「自分軸」を探しすぎて、かえって迷子になるとき

「自分軸」を探しすぎて、かえって迷子になるとき

記事
コラム
「自分軸はあったほうがいい」
この言葉に、違和感を覚える人はあまりいないだろう。

周りに流されず、自分の価値観で選び、自分の人生を生きる。
それはとても健やかで、理想的な在り方に思える。
実際、情報が溢れ、人の意見が簡単に目に入ってしまう今の時代、自分軸の重要性は何度も語られてきた。
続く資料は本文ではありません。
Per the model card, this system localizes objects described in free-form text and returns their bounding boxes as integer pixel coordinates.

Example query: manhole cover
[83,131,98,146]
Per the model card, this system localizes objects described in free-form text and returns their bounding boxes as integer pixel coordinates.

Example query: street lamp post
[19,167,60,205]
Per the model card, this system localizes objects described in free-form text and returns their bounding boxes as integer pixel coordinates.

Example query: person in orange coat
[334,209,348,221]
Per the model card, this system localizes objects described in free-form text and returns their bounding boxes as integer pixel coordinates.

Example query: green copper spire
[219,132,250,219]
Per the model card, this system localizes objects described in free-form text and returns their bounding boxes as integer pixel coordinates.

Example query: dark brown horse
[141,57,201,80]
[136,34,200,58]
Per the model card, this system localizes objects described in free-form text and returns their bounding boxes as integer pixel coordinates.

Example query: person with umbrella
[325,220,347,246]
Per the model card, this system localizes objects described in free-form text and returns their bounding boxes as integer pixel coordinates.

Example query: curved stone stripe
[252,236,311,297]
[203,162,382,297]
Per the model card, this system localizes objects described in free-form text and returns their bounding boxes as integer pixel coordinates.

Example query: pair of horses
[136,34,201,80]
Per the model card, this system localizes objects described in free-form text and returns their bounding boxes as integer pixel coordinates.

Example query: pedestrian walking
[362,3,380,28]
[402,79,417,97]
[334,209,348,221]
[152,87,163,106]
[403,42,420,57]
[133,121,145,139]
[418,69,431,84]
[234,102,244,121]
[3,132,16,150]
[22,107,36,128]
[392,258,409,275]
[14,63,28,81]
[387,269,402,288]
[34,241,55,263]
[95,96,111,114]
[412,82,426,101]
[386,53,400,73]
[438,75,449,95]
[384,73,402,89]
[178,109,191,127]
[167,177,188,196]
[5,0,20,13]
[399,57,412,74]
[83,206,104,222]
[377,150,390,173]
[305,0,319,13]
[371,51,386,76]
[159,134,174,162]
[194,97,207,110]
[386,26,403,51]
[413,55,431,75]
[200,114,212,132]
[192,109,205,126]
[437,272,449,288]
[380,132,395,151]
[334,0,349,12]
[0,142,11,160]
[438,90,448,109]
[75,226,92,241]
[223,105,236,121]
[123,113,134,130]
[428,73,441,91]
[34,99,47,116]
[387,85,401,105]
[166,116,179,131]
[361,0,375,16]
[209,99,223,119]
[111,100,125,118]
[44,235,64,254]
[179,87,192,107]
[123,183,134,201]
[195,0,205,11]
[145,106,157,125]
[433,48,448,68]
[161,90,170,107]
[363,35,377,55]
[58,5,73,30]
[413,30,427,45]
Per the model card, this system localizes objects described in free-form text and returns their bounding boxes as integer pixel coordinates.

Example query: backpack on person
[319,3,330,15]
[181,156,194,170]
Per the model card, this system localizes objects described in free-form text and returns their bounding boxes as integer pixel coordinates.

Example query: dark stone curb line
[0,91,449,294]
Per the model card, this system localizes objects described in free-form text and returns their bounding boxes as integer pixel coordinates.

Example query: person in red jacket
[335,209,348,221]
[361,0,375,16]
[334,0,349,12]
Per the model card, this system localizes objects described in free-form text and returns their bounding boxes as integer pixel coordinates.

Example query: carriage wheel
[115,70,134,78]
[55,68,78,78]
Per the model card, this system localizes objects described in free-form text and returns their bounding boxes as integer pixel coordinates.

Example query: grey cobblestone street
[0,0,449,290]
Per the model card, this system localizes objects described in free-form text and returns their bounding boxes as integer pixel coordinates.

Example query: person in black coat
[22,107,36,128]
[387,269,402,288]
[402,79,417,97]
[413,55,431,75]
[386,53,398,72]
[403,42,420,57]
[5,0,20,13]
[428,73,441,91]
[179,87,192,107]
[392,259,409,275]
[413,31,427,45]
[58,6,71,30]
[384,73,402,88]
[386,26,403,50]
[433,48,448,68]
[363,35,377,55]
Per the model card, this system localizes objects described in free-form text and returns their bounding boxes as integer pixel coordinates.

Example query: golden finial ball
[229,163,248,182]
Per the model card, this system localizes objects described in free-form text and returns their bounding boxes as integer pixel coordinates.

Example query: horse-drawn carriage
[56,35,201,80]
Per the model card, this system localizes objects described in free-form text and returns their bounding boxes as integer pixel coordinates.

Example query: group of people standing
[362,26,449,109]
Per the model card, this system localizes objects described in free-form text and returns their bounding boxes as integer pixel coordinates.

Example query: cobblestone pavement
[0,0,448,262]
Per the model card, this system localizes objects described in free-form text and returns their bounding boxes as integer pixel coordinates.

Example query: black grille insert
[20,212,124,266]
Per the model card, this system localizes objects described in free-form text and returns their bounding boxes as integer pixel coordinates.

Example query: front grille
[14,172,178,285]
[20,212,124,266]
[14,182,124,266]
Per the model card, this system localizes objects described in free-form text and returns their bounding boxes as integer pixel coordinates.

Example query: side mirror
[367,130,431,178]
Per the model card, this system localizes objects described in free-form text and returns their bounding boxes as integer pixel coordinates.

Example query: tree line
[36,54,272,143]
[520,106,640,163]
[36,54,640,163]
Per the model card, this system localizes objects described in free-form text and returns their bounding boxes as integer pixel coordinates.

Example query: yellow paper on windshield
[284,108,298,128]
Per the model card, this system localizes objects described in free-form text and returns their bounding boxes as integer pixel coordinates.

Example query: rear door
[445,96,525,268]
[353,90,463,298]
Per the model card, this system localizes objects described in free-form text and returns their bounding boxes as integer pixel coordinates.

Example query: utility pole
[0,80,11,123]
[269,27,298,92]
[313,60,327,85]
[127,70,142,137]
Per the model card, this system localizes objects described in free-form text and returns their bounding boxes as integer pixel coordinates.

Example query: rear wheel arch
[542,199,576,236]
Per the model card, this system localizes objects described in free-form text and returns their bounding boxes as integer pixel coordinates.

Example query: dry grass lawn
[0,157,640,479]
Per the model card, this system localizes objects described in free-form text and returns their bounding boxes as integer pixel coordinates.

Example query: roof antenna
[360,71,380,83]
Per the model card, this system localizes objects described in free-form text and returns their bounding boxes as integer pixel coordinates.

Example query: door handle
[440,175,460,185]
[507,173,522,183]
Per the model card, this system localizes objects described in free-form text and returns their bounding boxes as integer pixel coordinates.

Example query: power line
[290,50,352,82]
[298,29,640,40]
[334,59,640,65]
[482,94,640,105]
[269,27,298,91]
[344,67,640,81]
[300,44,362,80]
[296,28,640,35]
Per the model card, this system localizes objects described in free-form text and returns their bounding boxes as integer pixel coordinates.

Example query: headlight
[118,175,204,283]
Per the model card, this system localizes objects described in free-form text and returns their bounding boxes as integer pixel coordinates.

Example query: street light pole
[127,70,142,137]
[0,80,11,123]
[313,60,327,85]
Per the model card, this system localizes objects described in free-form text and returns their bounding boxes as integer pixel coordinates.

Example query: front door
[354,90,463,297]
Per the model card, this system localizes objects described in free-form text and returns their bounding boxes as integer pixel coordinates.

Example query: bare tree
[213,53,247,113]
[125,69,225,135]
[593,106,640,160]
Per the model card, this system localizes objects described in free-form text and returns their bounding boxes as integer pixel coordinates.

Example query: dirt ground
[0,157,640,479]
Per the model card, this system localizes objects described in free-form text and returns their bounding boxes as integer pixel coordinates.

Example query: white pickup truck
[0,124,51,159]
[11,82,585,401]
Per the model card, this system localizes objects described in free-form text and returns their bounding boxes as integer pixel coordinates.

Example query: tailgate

けれど一方で、こんな感覚を抱いたことはないだろうか。
「自分軸を見つけよう」と必死になればなるほど、なぜか自分の輪郭がぼやけていくような感覚。
考えれば考えるほど、何が本音で、何が正解なのかわからなくなる——。

これは決して珍しいことではない。

❇️自分軸を「作ろう」とした瞬間に起きること


自分軸を持とうとするとき、私たちは無意識のうちに「理想の自分軸」を探し始める。
ブレない自分。
迷わない自分。
周囲に左右されない、芯の通った自分。

そして、その理想像をもとにこう問い始める。
「この選択は自分軸に沿っているだろうか」
「これは本当に自分の気持ちなのだろうか」
「もっと正しい答えがあるのではないか」

気づけば、心の中はチェックリストでいっぱいになる。
その結果、今感じている小さな感情や違和感は置き去りにされ、“自分を生きるためのはずの自分軸”が、いつの間にか自分を縛る基準になってしまうことがある。

❇️それは本当に「自分」から生まれたものだろうか

自分軸を意識しすぎると、他人の言葉や成功例、理想論を材料にして「それっぽい自分軸」を組み立ててしまうことがある。

「こう考えられる人が自立している」
「これを選べる人が強い」
「迷わない人が自分軸を持っている」

そうした価値観を内側に取り込むと、自分の中にあるはずの声よりも、“正しそうな基準”のほうが大きくなっていく。

それは、他人軸を否定したつもりで、別の形で抱え直しているだけなのかもしれない。

❇️本当の自分軸は、とても静かだ

本来の自分軸は、主張が激しいものではない。
はっきりした言葉で説明できないことも多い。
むしろ、後から振り返って初めて気づくものだったりする。

・なぜかその選択をしたあと、心が少し楽だった
・大きな成果はなくても、後悔はなかった
・理由は言えないけれど、嘘はついていなかった気がする

そうした、かすかな実感の積み重ね。
それが、いつの間にか「自分らしさ」として残っていく。

自分軸とは、見つけ出すものというより、何度も戻ってくる“感覚の場所”なのかもしれない。

❇️迷うことは、軸がない証拠ではない

よく誤解されがちだが、迷うことと、自分軸がないことは同義ではない。

むしろ、迷えるということは、自分の中に複数の大切なものがある証拠でもある。
そのどれもを雑に扱いたくないからこそ、人は迷う。

揺れること。
立ち止まること。
わからなくなること。

それらは、自分軸が未熟だから起きるのではなく、生きながら育っている最中だからこそ起きる現象なのだと思う。

❇️自分軸は「固める」ものではなく「育つ」もの

自分軸は、完成形を目指して固めるものではない。
状況や年齢、心の状態によって、揺れたり、形を変えたりするのが自然だ。

今日は無理をしていたな。
これは少し心がざわついたな。
これは小さいけれど、確かに好きだったな。

そんな気づきを、なかったことにしない。
正解かどうかよりも、「今の自分はどう感じたか」を大切にする。

その積み重ねが、結果的に一番ブレにくい自分軸になる。

❇️見失ったと感じたときこそ、立ち返る

もし今、自分軸がわからなくなっているなら、それは失ったのではなく、少し見えにくくなっているだけかもしれない。

大きな答えを探さなくていい。
強くならなくていい。
自分を定義し直さなくてもいい。

ただ、「今の自分」を丁寧に感じること。
それだけで、自分軸は静かに息を吹き返す。

自分軸とは、遠くに探しに行くものではなく、何度でも戻ってこられる場所なのだから。